Amongst people who have been most badly affected by the fall in currency value are the Indians working in the UK. The sharp fall in the pound has hit the value of the money they send back home.

Paycuts for professionals

Karthik Prasanna, who has been working as a Banking Product Consultant in the UK for about two years now, says, “we have taken a direct 20 per cent pay cut after the referendum for no reason but the currency plunge. This has made migrant salaried individuals like me work much harder, spend less and save more to make up the shortfall.”

For Kalyanaraman N, who works in a financial network services company and has been in the UK for about 10 years, local purchases have become costlier due to the fall in currency value against the dollar. Thaough he does not see a drastic change after the referendum, he is worried about how immigrants will be treated going forward and the job market.

“After the referendum, there is uncertainty whether the UK will welcome non-Europeans and other immigrants as it was doing earlier. Foreign workers will have to wait to see if a deal is struck for free movement of labourers between the UK and the EU,” says Kalyanaraman

Students happy

Pain for some has spelt gains for others. While businessmen and the salaried Indians are grumbling over the currency fall, there is one set of people who are happier about it. They are the Indian students in the UK. Though they have not benefited much on the education loan front as much of the tuition fee has already been paid, the students feel that they are now able to save more.

Aarudh, pursuing his Masters in Filmmaking in the UK, says, “My savings have gone up three-fold and I am able to save over ₹20,000 per month in my living costs.”
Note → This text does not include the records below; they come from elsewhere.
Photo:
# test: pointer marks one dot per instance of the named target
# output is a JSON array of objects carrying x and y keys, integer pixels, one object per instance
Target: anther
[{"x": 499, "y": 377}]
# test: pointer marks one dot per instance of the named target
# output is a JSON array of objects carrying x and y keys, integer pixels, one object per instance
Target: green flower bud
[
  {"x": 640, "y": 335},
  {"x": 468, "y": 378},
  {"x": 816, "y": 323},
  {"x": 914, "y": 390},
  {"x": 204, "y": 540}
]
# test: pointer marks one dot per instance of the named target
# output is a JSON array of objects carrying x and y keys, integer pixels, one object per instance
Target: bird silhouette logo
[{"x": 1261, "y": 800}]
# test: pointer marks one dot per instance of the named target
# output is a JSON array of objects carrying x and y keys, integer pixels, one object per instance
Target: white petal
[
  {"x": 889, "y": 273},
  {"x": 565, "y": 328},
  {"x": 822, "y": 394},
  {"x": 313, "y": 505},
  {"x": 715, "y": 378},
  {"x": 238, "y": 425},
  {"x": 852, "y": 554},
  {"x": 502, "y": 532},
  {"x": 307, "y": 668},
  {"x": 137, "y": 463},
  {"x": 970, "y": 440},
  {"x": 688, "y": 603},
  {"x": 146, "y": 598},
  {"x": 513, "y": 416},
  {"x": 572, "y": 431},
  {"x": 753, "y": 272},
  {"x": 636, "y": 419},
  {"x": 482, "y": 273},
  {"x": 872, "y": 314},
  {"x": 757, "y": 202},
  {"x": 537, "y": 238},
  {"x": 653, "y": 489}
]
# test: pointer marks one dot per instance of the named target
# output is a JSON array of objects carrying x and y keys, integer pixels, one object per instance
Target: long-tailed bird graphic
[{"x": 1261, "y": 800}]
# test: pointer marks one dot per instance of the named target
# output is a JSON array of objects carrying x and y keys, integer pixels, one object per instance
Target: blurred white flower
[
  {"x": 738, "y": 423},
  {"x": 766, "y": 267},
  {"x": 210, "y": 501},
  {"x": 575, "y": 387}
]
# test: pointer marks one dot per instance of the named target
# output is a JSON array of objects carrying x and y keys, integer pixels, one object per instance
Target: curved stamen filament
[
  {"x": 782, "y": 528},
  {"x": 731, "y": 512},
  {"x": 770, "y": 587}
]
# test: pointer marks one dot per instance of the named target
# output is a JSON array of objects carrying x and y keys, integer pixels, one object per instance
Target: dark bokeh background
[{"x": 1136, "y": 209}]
“The currency fall works out well when my parents send me money from India. I am now spending my savings on vacations in the UK,” adds Avinash, also a student. Though both Avinash and Aarudh do not intend to stay back in the UK after their studies, they are, however, worried about the job market in the UK following Brexit.

“As a film making student, Brexit could be a negative as a few of the production houses in the UK associated with the EU are already leaving,” says Avinash. “I will be leaving the UK soon as it can get only worse from here, beneficial for the students but terrible for working professionals” adds Aarudh.

Like the students, travellers planning to visit the UK now may also benefit from the currency fall.

But the savings will be limited to the spending done only at the destination since most of the costs, like the flight tickets, visas, etc, are incurred before the actual travel and in Indian rupees. Abraham Alapatt, President - Marketing & Innovation, Thomas Cook (India) Ltd, says, “A 20 per cent fall in the value of the pound against the rupee does not mean than you save 20 per cent in your travel to the UK. Because, 70-80 per cent of the travel package cost is paid in rupees. This will include the flight cost, visas, etc. The only cost saving benefit is from the expenses incurred in the UK on food, travel, and sight-seeing within the UK.”